The Mimar Sinan Mosque, also known as the Turkish Islamic Cultural Center, is a mosque in Sunnyside, Queens, New York City, United States. It is located at 45-06 Skillman Avenue. The Mimar Sinan Mosque in Sunnyside serves as a prayer space, weekend school for children, and primary site for community gatherings. The mosque holds religious services such as marriages, funerals, and holiday programs, drawing large crowds during Ramadan, Eid-al-Fitr, and Eid-al-Adha. It is a well-recognized institution that provides consistent service to thousands of people every month.

== History ==

=== Early Turkish settlement in Sunnyside ===
The Mimar Sinan Mosque in Sunnyside was founded in 1990 as a result of demographic and institutional developments within the Turkish American community in late 20th-century New York. Turkish immigration to the United States began to grow around the 1960s, and the strongest Turkish American communities in New York City had formed in Sunnyside by the 1980s.

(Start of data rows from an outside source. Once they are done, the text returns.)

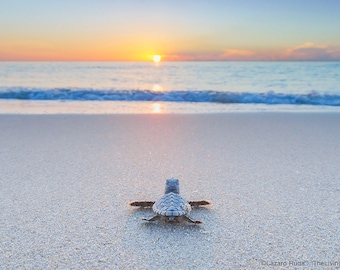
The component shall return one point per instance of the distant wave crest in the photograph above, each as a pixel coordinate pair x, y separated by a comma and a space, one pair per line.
312, 98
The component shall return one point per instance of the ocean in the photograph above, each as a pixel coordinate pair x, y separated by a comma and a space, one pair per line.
168, 87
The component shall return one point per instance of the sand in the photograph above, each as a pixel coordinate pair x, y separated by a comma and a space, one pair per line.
273, 178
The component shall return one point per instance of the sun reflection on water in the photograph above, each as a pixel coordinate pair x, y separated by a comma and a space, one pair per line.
157, 108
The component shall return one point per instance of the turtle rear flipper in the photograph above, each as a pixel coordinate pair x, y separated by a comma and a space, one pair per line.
199, 203
157, 217
142, 203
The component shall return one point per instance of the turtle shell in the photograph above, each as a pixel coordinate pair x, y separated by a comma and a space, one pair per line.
171, 205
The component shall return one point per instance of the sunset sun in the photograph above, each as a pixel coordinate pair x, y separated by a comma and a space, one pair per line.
156, 58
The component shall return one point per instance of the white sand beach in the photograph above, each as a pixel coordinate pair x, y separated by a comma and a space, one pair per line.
273, 179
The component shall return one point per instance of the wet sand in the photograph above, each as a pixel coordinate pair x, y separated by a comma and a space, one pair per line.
273, 178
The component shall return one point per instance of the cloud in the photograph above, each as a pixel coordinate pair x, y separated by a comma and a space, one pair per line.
312, 52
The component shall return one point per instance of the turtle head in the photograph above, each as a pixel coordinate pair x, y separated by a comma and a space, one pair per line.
172, 185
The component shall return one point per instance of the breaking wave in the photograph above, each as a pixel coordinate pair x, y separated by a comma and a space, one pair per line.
312, 98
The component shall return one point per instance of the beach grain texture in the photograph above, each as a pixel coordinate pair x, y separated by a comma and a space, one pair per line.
66, 180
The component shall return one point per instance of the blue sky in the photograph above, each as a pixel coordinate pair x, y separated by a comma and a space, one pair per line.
176, 29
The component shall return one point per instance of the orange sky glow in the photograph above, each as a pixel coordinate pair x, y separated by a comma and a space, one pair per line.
131, 30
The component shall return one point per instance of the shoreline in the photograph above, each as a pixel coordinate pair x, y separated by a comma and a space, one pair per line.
273, 179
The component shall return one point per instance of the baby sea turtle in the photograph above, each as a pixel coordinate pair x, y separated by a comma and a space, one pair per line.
171, 207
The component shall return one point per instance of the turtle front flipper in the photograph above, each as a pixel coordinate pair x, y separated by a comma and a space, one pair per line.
199, 203
186, 218
157, 217
142, 203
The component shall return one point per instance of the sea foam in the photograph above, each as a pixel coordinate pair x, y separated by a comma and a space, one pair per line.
271, 97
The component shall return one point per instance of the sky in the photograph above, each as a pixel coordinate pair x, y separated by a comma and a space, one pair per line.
178, 30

=== Establishment of the mosque ===
Turkish Muslim families who settled in Sunnyside initially organized prayer gatherings and social events in basements and rented spaces. As the community grew, members recognized the need for a more centralized religious space and purchased a two-family house at 45-06 Skillman Avenue. This building became the early home of the Mimar Sinan Mosque, named after the renowned 16th-century Ottoman architect, Mimar Sinan. According to one of the community leaders, the mosque was envisioned also to help shape the education of Turkish-American children by teaching academic subjects together with Islam.

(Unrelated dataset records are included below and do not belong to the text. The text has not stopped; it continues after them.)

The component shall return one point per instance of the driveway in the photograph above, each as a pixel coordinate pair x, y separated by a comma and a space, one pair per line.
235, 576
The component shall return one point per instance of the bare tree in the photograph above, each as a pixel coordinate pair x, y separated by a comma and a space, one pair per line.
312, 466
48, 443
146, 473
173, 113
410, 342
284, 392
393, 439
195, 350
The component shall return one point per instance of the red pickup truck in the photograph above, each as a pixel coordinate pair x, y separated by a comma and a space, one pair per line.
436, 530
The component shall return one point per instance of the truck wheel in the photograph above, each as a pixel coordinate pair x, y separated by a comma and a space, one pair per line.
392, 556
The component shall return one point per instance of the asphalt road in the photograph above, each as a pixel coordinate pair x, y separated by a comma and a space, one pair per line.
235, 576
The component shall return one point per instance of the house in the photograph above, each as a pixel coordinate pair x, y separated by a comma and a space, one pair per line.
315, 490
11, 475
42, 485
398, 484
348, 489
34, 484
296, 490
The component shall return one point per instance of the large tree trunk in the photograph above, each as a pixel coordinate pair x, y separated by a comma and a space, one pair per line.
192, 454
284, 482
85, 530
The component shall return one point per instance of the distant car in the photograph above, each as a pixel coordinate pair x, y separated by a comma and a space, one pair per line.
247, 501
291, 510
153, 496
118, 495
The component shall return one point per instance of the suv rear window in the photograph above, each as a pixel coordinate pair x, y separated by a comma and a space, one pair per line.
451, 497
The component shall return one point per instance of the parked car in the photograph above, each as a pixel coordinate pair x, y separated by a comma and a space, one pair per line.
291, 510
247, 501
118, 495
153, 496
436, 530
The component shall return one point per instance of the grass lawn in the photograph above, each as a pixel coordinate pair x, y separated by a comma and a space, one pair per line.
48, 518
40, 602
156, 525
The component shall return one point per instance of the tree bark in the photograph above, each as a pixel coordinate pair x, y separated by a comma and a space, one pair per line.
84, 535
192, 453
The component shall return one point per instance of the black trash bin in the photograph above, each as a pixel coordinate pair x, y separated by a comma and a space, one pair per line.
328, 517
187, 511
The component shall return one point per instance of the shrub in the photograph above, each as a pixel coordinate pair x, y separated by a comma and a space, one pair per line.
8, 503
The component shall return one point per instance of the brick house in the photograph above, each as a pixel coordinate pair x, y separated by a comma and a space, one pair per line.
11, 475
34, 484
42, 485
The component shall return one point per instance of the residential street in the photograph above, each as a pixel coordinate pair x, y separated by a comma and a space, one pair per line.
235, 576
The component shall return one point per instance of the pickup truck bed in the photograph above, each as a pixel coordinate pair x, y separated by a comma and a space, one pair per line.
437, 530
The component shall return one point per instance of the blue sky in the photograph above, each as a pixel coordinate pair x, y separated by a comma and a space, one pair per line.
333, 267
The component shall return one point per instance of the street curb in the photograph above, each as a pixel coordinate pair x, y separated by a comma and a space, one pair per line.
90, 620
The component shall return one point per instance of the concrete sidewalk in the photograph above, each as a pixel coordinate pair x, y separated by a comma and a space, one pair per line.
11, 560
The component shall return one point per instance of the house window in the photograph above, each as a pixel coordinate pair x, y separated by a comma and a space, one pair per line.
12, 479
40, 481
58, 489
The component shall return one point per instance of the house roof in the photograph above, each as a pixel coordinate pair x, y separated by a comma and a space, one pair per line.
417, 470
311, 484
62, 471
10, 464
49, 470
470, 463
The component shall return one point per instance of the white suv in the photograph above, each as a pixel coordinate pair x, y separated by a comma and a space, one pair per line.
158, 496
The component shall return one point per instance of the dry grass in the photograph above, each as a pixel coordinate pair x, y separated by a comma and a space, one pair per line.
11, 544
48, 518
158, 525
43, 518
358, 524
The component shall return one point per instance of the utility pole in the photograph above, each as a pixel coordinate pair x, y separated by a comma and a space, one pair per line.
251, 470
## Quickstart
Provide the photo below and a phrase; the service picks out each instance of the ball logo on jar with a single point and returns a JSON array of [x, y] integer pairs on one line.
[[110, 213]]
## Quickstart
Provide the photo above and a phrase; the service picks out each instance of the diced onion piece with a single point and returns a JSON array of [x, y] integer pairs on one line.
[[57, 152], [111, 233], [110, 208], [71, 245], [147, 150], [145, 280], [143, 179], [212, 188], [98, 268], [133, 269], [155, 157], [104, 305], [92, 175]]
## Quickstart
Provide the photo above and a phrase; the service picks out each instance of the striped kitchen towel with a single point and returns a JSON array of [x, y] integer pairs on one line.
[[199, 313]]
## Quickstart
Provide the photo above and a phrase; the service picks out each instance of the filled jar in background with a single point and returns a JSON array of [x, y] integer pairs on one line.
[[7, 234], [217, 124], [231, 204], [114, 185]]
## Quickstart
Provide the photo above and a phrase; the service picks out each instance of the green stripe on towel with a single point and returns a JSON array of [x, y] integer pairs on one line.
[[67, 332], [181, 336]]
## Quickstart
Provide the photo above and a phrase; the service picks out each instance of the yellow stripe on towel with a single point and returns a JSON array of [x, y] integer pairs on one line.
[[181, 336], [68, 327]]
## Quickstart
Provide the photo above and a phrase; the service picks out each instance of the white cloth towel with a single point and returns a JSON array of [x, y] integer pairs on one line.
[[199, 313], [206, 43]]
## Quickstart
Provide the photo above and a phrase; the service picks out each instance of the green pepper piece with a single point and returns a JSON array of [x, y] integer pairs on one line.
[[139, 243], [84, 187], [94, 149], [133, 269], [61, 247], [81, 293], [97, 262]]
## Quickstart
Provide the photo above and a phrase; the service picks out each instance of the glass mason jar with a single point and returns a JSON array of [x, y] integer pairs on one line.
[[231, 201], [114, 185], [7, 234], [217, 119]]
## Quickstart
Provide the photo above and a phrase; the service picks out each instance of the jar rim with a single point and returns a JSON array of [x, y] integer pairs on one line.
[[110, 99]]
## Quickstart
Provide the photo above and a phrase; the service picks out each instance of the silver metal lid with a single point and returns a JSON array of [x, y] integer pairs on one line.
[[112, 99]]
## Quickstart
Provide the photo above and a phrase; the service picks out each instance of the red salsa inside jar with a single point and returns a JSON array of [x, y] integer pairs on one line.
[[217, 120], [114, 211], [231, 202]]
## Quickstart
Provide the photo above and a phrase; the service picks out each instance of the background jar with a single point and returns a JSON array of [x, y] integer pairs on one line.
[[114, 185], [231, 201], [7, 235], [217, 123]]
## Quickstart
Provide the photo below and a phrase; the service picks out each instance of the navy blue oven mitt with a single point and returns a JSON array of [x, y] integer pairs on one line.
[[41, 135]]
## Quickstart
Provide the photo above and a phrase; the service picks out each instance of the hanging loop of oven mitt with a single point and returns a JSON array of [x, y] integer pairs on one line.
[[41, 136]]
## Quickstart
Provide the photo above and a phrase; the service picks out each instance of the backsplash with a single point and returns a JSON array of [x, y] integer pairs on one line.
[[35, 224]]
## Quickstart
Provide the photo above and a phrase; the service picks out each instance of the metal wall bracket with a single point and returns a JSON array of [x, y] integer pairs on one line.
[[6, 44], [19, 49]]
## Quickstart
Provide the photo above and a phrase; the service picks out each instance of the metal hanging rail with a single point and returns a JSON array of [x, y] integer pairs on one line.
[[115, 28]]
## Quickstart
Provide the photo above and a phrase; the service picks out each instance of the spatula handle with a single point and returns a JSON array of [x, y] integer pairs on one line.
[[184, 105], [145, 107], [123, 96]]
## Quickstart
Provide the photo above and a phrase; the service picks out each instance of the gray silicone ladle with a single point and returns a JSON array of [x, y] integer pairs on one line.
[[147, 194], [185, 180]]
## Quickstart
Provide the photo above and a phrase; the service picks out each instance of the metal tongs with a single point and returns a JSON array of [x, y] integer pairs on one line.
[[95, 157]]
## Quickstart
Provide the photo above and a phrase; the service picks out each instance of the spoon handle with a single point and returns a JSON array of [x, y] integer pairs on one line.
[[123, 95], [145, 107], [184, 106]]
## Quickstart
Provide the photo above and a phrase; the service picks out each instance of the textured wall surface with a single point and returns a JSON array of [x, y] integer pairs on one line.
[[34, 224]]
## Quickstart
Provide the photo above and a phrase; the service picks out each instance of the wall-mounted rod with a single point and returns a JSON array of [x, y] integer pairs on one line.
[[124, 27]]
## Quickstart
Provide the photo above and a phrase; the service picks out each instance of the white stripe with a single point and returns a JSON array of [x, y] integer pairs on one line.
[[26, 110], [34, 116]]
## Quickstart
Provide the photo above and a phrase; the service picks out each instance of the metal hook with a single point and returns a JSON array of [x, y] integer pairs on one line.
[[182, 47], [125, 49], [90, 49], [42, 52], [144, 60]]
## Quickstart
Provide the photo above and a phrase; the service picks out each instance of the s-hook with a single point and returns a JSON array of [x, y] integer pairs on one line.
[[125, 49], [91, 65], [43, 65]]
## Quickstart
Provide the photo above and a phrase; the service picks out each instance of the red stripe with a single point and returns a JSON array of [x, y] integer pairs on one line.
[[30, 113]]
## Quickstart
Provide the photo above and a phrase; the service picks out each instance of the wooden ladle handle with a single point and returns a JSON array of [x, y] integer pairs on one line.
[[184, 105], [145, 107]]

== Institutional connections and affiliations ==

The Mimar Sinan Mosque played a similar role to other Turkish mosques in the New York metropolitan area, connecting with institutions such as the Selimiye Mosque in New Jersey and the Fatih Mosque in Brooklyn, establishing a regional network of Turkish Islamic cultural centers. Mimar Sinan is classified as a Diyanet Mosque, meaning it is affiliated with the Turkish General Directorate for Religious Affairs, founded in 1924 to administer Sunni Islamic religious services in the country. The Directorate appointed imams to 12 Turkish mosques in the United States, including Mimar Sinan, as of 2009.